Summarize

Meta's AI safety model vulnerable to simple space bar trick

By Dwaipayan Roy

Jul 30, 2024

08:08 pm

What's the story

Meta's new machine-learning model, Prompt-Guard-86M, has been found vulnerable to the very attacks it was designed to prevent. This model was introduced last week alongside Llama 3.1, with the aim of helping developers detect and respond to prompt injection and jailbreak inputs. However, it has been discovered that this safety system can be easily bypassed by adding spaces between the letters in the prompt, and omitting punctuation.

Guardrail bypass

Challenge of guarding large language models

Large language models (LLMs) are trained using vast amounts of text as well as other data, which they can reproduce on demand.
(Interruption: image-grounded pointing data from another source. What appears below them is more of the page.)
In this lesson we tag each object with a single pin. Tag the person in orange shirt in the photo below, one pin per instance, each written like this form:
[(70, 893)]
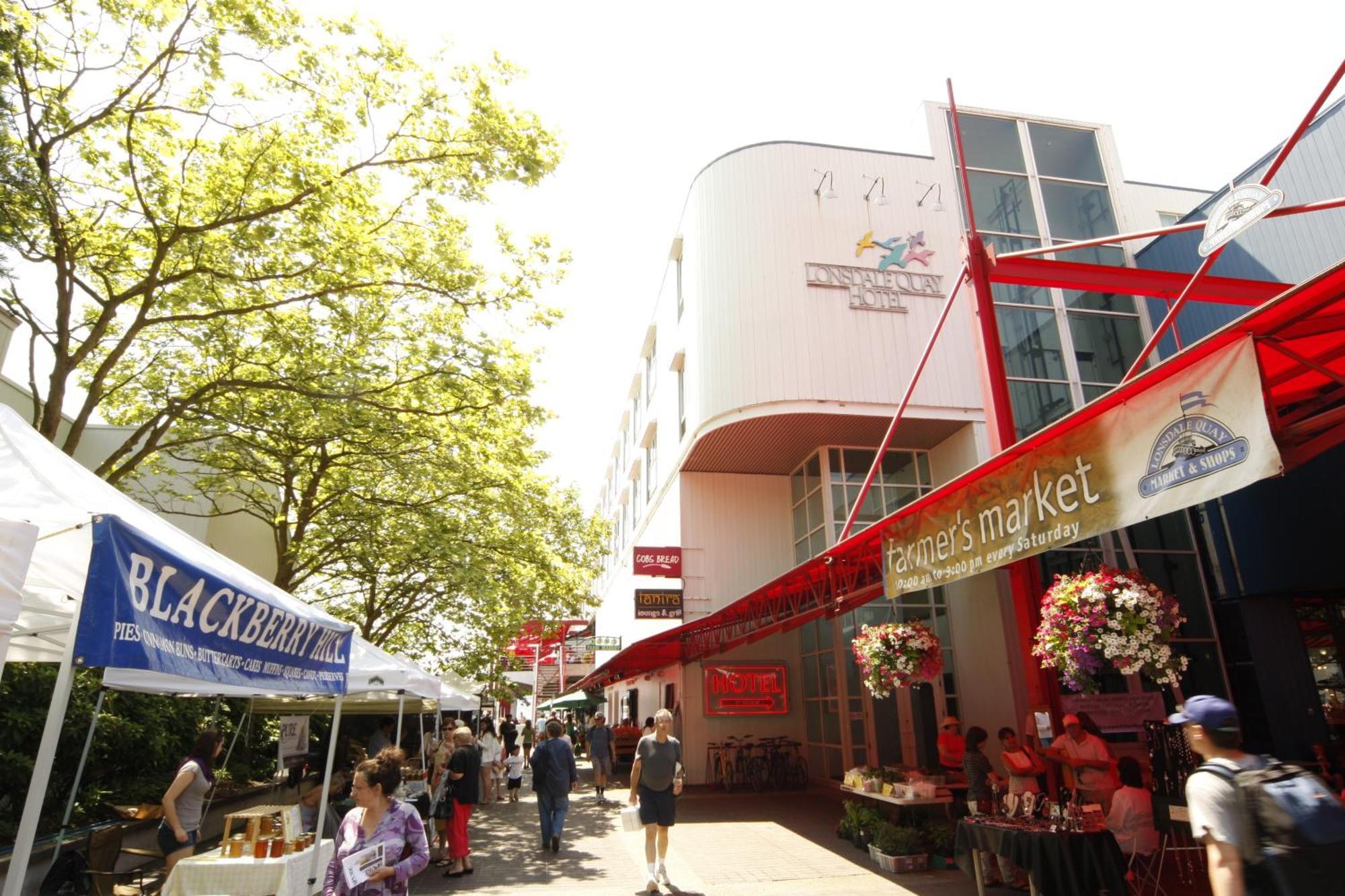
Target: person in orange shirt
[(953, 745)]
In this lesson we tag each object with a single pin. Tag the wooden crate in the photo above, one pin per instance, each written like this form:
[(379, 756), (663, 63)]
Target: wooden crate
[(251, 818)]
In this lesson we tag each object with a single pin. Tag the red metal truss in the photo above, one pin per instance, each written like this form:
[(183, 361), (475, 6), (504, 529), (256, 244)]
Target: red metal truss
[(1159, 284), (1301, 352)]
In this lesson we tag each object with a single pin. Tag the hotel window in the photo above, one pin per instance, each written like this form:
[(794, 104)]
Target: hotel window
[(649, 372), (1034, 182), (903, 477), (810, 533), (680, 298), (821, 700), (681, 404), (650, 469)]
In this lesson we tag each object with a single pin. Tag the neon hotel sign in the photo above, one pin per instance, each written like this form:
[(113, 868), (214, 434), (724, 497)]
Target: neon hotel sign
[(746, 689)]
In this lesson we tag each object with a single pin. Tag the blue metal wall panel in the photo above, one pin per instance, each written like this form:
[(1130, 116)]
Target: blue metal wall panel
[(1285, 249)]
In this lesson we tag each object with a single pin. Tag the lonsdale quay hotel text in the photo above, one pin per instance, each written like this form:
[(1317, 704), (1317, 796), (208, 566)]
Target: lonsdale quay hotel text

This can be problematic if the material is dangerous, dubious, or contains personal information. To mitigate this risk, AI model creators implement filtering mechanisms known as "guardrails" that intercept potentially harmful queries and responses. However, users have found ways to bypass these guardrails using prompt injection or jailbreaks.

Security loophole

Bypassing Meta's model

Aman Priyanshu, a bug hunter with enterprise AI application security firm Robust Intelligence, discovered this safety bypass. He found that fine-tuning the Meta model to catch high-risk prompts had minimal effect on single English language characters. Hence, he was able to devise an attack by inserting character-wise spaces between all English alphabet characters in a given prompt.

Attack success

The space bar attack: A simple yet effective method

Hyrum Anderson, CTO at Robust Intelligence, confirmed the simplicity and effectiveness of this method. "Whatever nasty question you'd like to ask right, all you have to do is remove punctuation and add spaces between every letter," Anderson told The Register. "It's very simple and it works. And not just a little bit. It went from something like less than 3% to nearly a 100% attack success rate."

Company action

Meta's response and future implications

Meta has not yet responded to requests for comment but is reportedly working on a fix for the issue. Anderson noted that while Prompt-Guard's failure is concerning, it is only the first line of defense and other models being tested might still resist a malicious prompt. However, he emphasized the importance of raising awareness about potential vulnerabilities in AI systems among enterprises.